Food foundation

Scientific research proves garlic's natural healing powers

The Christmas and New Year period are for most of us, an opportunity to overindulge on food, like Pandoro and Panettone, accompanied by some bubbles, if you are Italian. With the festive season over for another year, the New Year comes with the usual ritual of putting together a list of many promises we make to better ourselves. Shedding some pounds, saving money, drinking less coffee and alcohol, exercising more, and reading more are the usual suspects.

However, what about focussing on upgrading our most valuable asset, our brain? Studies on rodents that evaluated the effects of ‘junk food’, characterized by high contents of saturated fat and sucrose, have shown a decline in cognitive performance after only three weeks of dietary treatment.

On top of been slower in comprehension, response and perception, the rodents were also fatter. What we eat has consequences on our belt as well as on our brain. In fact, some particular micronutrients are crucial for the molecular processes in our body, including our brain and its cognitive functions such as problem solving, attention and memory, speech and language.

If you like garlic like myself, there is good news for you and your brain. Micronutrients in garlic can not only protect your brain against midlife cardiovascular risk factors such as high cholesterol, hypertension, which are also linked to brain decline, but they can also improve your memory. As we age, our cognitive abilities may decline. There are a lot of reasons for why this could happen: our brain cells may die and not get replaced quickly enough, the blood flow to the brain may drop, free radicals may damage our neurons and cause inflammation to our brain.

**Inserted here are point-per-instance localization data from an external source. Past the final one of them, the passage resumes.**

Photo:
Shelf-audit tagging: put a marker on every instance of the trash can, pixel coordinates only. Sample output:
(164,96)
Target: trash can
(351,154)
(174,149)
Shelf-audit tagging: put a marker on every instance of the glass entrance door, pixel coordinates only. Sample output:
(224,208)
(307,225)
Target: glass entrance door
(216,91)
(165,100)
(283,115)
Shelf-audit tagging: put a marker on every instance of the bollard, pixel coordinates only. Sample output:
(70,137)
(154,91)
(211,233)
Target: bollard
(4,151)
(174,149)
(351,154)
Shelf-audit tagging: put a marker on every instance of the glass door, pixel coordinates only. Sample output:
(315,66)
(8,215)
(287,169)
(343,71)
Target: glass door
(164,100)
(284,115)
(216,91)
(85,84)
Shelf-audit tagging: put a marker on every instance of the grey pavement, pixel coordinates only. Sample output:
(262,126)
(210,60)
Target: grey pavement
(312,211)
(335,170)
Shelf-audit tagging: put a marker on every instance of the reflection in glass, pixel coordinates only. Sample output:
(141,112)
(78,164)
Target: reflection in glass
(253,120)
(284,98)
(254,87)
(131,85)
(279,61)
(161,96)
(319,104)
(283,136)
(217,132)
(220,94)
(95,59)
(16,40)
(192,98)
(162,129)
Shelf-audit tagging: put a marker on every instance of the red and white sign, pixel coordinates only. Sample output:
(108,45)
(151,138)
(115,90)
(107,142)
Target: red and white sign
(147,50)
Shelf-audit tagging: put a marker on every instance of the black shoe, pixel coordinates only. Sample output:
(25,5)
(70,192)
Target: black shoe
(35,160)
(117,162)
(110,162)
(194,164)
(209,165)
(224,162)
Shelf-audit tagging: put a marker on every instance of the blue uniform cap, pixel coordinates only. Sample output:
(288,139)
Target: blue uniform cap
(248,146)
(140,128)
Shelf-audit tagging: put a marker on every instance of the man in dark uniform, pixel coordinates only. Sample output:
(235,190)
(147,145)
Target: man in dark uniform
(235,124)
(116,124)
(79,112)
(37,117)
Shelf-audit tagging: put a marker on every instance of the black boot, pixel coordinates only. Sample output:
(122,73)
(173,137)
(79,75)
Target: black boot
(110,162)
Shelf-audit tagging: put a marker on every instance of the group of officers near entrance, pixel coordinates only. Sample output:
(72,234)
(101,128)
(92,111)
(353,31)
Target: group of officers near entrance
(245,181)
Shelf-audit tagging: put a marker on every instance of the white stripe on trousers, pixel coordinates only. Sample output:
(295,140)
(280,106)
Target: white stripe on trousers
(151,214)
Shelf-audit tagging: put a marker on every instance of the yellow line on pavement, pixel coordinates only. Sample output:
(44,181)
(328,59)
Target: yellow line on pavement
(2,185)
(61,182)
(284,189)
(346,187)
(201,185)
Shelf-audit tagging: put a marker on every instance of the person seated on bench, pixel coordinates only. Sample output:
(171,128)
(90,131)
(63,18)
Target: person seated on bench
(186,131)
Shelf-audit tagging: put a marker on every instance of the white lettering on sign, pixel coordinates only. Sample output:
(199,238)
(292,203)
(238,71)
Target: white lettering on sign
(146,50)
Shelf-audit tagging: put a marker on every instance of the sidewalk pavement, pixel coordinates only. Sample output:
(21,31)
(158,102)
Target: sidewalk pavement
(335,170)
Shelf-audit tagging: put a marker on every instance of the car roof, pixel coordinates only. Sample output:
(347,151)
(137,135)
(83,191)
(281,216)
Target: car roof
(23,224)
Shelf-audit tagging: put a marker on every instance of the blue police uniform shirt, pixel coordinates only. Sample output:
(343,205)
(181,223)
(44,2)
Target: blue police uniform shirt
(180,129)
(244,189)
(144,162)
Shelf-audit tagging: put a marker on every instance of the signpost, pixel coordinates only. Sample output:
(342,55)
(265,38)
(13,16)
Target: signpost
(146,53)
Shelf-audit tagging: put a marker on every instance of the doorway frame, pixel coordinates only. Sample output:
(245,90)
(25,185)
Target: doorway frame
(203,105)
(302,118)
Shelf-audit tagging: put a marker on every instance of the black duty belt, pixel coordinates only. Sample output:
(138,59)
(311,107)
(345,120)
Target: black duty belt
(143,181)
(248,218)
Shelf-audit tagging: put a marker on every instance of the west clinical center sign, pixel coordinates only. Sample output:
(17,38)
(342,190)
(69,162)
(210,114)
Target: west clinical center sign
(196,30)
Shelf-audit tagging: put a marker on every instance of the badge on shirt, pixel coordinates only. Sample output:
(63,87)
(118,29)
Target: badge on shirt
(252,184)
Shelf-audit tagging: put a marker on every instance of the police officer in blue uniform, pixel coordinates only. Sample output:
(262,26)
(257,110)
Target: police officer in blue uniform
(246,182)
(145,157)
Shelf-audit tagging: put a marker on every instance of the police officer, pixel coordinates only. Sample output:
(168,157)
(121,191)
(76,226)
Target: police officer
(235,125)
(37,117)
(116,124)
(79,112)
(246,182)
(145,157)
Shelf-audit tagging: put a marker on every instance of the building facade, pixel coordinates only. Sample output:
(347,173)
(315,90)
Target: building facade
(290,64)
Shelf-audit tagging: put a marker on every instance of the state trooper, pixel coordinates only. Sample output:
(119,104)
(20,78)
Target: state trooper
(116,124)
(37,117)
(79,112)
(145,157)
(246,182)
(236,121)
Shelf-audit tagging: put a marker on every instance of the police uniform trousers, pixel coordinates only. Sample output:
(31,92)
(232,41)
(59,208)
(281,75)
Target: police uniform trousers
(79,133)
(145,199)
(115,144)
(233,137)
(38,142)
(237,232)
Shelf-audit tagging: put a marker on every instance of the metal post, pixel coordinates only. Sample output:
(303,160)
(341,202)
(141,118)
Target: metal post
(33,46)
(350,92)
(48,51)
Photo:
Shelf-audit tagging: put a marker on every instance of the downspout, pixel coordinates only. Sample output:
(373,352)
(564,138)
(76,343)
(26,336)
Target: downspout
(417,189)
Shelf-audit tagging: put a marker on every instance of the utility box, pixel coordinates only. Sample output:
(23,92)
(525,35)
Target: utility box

An article published in “The American Society for Nutritional Science” noted that a compound derived from garlic, called diallyl sulfide, can play a strong part against neurodegenerative and inflammatory agents we are exposed to as we age. Garlic according to a study conducted by Haider et al. in 2008, can enhance cognitive functions. The mechanics are explained by a boost of the serotonin concentration in the brain with administration of garlic extract. High level of this neurotransmitter in the brain is generally speaking associated with better memory, mood and learning abilities.

Nonetheless, while modern research is confirming the medicinal value of garlic (which herbalists have known for thousands of years), we won’t hear much about it from the pharmaceutical companies for the simple reasons that garlic cannot be patented and exploited as such. They will rather use diallyl sulfide as the ‘active ingredient’ and derive a drug from it. Yet it will not be nearly as effective as raw garlic which contains hundreds of minerals and nutrients. It is very likely that garlic’s healing power comes from all these ingredients working together. And if any particular ingredient is found more potent than the others, and that ingredient is isolated and made into a medicine, it will probably have negative side effects like virtually every other drug in use today. As always, the best source of nutrition and health comes from food itself.